El paisaje que queda




Lo que propone Paz Castañeda en Género menor, borrar para ver (hasta el 12 de septiembre en Sala Gasco) es un juego bastante simple: en una suerte de photoshop pictórico, omite las figuras humanas que protagonizan imágenes recordadas por ella de la historia de la pintura occidental o de la fotografía contemporánea, para dejar sólo el paisaje circundante. O sea, lo que fueron escenas de situaciones humanas se convierten en puro paisajismo.

Una serie de operaciones aquí son significantes. Primero, lo obvio: en el acto de borrar los cuerpos, borra el argumento. El foco es puesto, entonces, en el contexto y justamente en un género que por siglos fue considerado "menor". También, en la historia de la pintura, en la preeminencia del lenguaje, incluyendo la relación con lo fotográfico. Los cuadros escogidos van desde Bosque con Abraham e Isaac de Jan Brueghel El Viejo (1599), hasta Ofelia de John Everett Millais (1851) o las pictóricas fotografías Tatuajes y sombra de Jeff Wall (2000) y Shane de Gregory Crewdson (2006), pasando por obras del clasicismo, del rococó y el romanticismo.

Clave es también el uso de la cita y de internet. Con una estrategia típicamente posmodernista, revive esa sensación de que nada nuevo es posible. Pero no se trata sólo de revisar originales, sino de representar versiones propias a partir de reproducciones encontradas, escogiendo la que más se acerque a la imagen del recuerdo, principalmente por un tema de color. Desde un trabajo con la memoria personal, reflexiona sobre la hipercirculación de imágenes actuales y su consecuente somnolencia: provoca que revisemos pinturas reconocibles y nos centremos más bien en el paisaje que no vemos.

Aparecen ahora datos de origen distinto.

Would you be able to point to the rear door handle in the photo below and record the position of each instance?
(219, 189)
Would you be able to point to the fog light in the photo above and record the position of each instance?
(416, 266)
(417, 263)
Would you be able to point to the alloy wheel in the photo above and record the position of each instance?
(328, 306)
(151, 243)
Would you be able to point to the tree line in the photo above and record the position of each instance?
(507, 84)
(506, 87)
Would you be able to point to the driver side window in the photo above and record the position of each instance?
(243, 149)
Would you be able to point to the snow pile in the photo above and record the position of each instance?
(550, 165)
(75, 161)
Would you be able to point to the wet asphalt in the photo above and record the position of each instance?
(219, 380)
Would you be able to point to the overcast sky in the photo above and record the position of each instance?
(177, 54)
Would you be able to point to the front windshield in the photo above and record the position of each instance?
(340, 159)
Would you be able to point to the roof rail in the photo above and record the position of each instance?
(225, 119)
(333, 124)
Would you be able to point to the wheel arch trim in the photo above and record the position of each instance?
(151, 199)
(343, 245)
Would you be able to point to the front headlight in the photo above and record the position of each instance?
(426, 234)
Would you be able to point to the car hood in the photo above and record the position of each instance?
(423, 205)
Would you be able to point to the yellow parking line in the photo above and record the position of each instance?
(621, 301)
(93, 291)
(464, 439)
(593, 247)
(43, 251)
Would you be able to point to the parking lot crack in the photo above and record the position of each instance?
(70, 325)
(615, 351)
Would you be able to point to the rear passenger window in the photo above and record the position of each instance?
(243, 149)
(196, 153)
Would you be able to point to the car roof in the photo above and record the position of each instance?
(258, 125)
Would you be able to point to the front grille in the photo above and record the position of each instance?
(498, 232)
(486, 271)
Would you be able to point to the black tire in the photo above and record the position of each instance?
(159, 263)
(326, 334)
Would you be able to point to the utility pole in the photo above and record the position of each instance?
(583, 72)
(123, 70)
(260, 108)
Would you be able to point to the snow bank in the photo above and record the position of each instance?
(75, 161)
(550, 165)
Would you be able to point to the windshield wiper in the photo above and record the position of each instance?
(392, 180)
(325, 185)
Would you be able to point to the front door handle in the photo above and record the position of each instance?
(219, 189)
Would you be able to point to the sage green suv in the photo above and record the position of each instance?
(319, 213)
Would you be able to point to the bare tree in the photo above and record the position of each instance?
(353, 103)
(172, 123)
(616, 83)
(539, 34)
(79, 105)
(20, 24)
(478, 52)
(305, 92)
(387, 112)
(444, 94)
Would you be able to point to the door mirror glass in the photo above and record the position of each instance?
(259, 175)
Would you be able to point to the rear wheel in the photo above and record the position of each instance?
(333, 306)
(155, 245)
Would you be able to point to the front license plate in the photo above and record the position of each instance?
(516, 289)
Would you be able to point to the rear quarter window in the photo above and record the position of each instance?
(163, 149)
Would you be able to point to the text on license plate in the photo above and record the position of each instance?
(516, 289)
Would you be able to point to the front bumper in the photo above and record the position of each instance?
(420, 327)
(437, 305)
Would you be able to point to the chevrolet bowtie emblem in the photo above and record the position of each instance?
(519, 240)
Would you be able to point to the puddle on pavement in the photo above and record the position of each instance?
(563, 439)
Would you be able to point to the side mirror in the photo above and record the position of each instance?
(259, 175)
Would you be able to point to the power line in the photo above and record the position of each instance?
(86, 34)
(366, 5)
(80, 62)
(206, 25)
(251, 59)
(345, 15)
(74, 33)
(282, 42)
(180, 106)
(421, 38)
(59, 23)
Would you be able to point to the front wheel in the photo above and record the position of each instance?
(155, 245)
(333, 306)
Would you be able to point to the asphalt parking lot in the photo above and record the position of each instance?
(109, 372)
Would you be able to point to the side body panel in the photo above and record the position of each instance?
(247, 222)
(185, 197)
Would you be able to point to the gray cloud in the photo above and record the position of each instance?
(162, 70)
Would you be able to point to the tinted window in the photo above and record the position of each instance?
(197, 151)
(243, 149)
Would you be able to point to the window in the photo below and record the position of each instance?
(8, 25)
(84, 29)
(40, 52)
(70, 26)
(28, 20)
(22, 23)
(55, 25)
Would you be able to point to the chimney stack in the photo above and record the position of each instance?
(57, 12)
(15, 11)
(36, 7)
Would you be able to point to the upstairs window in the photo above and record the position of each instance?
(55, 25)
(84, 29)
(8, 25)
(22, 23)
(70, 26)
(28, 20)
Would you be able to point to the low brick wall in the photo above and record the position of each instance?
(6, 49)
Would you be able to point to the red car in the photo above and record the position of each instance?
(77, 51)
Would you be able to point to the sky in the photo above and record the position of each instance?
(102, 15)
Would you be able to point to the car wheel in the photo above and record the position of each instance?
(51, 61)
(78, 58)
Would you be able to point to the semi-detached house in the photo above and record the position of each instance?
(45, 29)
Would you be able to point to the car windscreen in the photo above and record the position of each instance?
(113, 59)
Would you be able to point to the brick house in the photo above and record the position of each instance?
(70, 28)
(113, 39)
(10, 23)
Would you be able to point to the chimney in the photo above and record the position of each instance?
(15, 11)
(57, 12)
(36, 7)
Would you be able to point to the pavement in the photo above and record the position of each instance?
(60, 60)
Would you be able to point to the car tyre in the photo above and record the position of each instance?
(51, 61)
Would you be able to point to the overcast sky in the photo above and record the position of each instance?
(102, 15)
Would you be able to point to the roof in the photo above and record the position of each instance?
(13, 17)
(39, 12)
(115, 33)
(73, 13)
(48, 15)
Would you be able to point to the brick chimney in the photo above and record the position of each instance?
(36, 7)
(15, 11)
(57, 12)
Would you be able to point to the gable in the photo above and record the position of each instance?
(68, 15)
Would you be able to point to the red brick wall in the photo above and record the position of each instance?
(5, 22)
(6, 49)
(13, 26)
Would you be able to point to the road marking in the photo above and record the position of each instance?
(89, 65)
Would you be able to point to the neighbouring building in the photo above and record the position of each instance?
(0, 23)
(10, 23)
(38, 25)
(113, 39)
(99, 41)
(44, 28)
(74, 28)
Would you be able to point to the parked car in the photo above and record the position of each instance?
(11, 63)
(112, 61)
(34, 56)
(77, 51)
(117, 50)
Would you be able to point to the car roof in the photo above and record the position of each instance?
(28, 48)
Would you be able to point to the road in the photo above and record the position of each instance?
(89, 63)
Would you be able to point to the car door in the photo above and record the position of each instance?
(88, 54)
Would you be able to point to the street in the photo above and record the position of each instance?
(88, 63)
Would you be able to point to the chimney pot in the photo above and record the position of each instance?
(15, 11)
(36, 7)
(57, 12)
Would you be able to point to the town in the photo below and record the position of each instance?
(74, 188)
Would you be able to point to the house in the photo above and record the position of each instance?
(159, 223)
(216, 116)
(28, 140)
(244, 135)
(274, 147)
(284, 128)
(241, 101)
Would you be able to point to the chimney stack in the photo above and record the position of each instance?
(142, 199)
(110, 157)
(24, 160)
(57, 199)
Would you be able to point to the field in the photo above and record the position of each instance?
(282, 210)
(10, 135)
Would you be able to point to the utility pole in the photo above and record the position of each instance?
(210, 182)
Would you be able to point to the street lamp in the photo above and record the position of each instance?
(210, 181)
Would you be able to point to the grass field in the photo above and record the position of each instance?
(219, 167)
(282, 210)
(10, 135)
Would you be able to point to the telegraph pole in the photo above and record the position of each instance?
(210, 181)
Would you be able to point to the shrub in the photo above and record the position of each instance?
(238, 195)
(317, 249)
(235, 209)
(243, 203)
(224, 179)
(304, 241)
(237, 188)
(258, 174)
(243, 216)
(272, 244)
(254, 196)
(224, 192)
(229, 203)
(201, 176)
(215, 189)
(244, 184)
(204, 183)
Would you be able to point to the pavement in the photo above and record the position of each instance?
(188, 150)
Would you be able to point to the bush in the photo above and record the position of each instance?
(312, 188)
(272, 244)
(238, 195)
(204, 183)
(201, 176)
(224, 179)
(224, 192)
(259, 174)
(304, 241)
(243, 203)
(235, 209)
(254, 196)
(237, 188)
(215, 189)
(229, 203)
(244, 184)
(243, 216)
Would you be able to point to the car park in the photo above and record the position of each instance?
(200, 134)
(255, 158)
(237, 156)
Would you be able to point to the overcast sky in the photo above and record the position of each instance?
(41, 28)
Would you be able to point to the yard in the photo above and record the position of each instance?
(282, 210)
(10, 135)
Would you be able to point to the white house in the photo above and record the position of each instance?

Y si lo humano no está, ¿qué queda?  Generalmente, la naturaleza; a veces, se integran construcciones en ruinas. Siempre son pasajes de luz y sombra. Pese a la diversidad de estilos pictóricos, el paisaje que queda tiene eso en común, una presencia que excede lo narrativo, siendo más bien atmósfera escenográfica. Gracias al encuadre y una factura que no pretende mímesis total, surge una suerte de permanencia teatral: algo ocurrió o está por ocurrir en ese espacio iluminado y, sin embargo, un silencio y soledad sin tiempo. Lo sublime. Es un paisaje romántico el que cruza -a ojos de la autora- las épocas. Atrapado por el cuadro, un paisaje eterno, ajeno, nostálgico.